SARS-CoV-2 may trigger autoimmunity phenomena associated with a state of transient immunodeficiency of components of both innate and acquired immunity in which the immune system fails to properly recognize of autoantigens. This is associated a form of immune reconstitution that would magnify this anomaly in the convalescence of the disease. Other components of the pathogenesis of COVID-19 as thrombosis is exposed.

Testing the hypothesis

The probability of developing autoimmunity phenomena is based on genetic predisposition, which involves human leukocyte antigens (HLA) polymorphisms [51] and some non-HLA genes [52]; the effect of gender, being more common in the female gender [53]; age, being more common in reproductive age due to the effect of estrogens [54]; a family history of autoimmune diseases [55]; an individual history of autoimmune diseases (which makes an individual more susceptible to developing another autoimmune condition) [56]; and the presence of autoantibodies such as anti-nuclear antibodies [57]. Each of these predisposing components are additive when evaluating individual susceptibility for developing autoimmunity [58], which is a condition where a tendency to lose immune self-tolerance is observed [59]. A cohort of patients with transient lymphopenia who develop COVID-19 can be screened for their personal (gender, age, previous autoimmune disease, among others) and family background regarding autoimmunity and HLA typing, and the development of de novo autoantibodies, an increase in their previously positive titers, or the development of de novo autoimmune pathologies can be monitored during the post-COVID-19 period.
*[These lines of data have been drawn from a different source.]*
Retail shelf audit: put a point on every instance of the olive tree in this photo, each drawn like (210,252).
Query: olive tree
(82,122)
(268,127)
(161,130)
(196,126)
Furthermore, studies with laboratory animals that combine the expression of genes associated with predisposition to autoimmunity [60] and human ACE-2 in lung tissues (COVID-19 model) [61] could be proposed, where they would be subjected to SARS-CoV-2 infection in order to assess the development of autoimmunity and its mechanisms, including transient immunosuppression and immune reconstitution.

Conclusion

The development of autoimmune conditions subsequent to COVID-19 infection could be related to both factors: transient immunosuppression of innate and acquired immunity leading to a loss of self-tolerance to self-antigens, and a form of inappropriate immune reconstitution in individuals with predisposing conditions of autoimmunity.

Declaration of Competing Interest

The authors declare that they have no known competing financial interests or personal relationships that could have appeared to influence the work reported in this paper.